OK, so what is going on in my mind? The reason why general purpose processors are a less than ideal structure is not just because of their general inefficiency, but because of the memory structures they are connected to. Going to memory is expensive. I know for a long time that processor speeds were increasing faster than memory access times and I am sure that has continued although at a slower rate. Now in going to multiple processing cores, we only speed things up when the bandwidth to memory is increased and this is basically achieved by giving each processor its own cache which is not only faster and more expensive memory but also avoids having to go off chip.

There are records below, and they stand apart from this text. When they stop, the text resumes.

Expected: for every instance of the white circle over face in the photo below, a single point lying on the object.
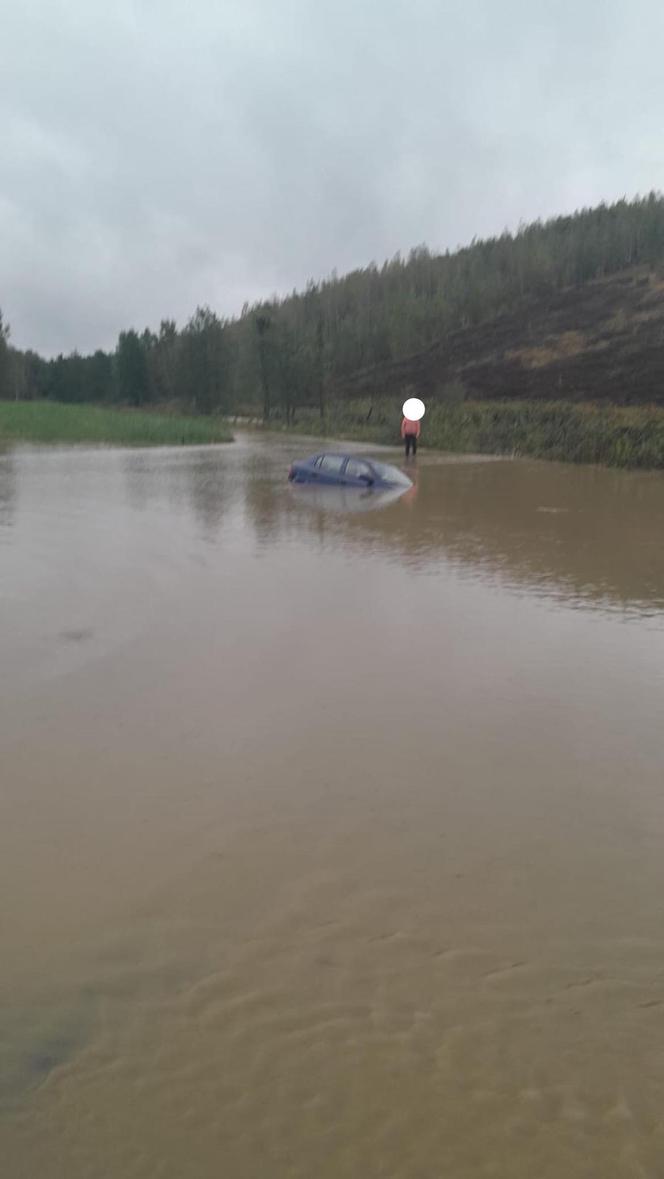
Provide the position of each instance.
(413, 409)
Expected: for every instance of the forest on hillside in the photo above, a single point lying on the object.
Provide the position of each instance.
(301, 350)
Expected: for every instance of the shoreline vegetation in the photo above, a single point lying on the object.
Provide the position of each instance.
(545, 342)
(50, 422)
(564, 432)
(606, 435)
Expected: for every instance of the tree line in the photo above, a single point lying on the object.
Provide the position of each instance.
(297, 350)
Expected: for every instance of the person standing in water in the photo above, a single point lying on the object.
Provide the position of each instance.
(409, 433)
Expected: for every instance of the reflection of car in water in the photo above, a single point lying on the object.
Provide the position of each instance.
(348, 471)
(329, 498)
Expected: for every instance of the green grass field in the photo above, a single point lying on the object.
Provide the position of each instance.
(609, 435)
(51, 422)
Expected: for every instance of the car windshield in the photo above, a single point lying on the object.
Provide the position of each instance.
(390, 474)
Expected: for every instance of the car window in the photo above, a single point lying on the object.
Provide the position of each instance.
(332, 463)
(392, 474)
(355, 469)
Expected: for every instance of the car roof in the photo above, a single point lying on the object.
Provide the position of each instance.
(337, 454)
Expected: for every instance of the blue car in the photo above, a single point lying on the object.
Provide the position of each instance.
(348, 471)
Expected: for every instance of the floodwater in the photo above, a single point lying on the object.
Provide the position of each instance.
(332, 831)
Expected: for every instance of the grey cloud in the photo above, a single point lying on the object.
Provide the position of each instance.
(155, 157)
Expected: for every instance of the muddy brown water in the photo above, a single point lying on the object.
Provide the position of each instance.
(332, 831)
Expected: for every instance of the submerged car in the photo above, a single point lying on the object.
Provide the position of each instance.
(347, 471)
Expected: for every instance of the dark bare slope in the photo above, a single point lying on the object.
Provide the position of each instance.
(600, 342)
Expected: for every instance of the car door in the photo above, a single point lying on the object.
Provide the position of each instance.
(357, 473)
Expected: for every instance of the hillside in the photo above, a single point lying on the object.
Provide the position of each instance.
(602, 342)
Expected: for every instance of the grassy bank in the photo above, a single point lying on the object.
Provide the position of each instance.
(44, 421)
(613, 436)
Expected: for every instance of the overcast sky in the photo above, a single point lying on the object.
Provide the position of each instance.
(156, 155)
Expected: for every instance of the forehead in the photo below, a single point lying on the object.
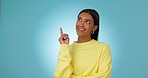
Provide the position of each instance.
(85, 16)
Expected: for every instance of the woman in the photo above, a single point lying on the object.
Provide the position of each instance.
(86, 57)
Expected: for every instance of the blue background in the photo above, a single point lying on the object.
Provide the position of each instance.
(29, 32)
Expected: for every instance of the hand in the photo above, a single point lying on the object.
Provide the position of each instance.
(64, 39)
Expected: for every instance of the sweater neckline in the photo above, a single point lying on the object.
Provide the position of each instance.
(84, 45)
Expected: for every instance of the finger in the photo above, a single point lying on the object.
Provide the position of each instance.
(61, 31)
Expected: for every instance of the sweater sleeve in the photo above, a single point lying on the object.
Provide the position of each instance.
(64, 68)
(105, 65)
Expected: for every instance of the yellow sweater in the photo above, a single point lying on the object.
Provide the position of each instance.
(90, 59)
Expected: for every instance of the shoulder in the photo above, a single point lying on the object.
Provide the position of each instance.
(102, 45)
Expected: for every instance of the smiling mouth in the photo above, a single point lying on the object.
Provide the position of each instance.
(81, 29)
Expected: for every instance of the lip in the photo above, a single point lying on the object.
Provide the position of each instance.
(81, 29)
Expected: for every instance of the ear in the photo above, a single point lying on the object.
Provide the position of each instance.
(95, 27)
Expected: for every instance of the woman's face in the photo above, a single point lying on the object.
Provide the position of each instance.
(85, 24)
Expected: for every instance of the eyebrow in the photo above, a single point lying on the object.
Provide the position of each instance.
(85, 19)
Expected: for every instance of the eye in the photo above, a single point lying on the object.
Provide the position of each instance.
(88, 22)
(79, 19)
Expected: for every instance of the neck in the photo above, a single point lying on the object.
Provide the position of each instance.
(83, 39)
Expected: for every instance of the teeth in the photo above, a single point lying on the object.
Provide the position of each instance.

DSPs added a new twist in that they fetched memory contents using multiple buses, a technique that was later copied in some processors and by accessing data in wider words than the internal data width so that one fetch would obtain multiple instructions or pieces of data. Pre-fetch attempted to use any memory access dead time to do useful fetches in the hopes that they would be used, and DMA saved some of the information transfers that had to happen in order to get contents from blocks of memory rather than one at a time.
When we start to think of accelerators for processors, the biggest impediment to achieving significant speedups are the memory accesses, or in other words the things that are the most acceleratable are those in which lots of processing is performed on a few pieces of data. I also remember sitting in a seminar given by Tilera many years ago that talked about how communications between processors used to be expensive, because of the memory accesses, and that with a many core architecture where processors could directly talk to each other, the communications would become cheaper than computation. I never managed to really get my head around what that meant in programming terms.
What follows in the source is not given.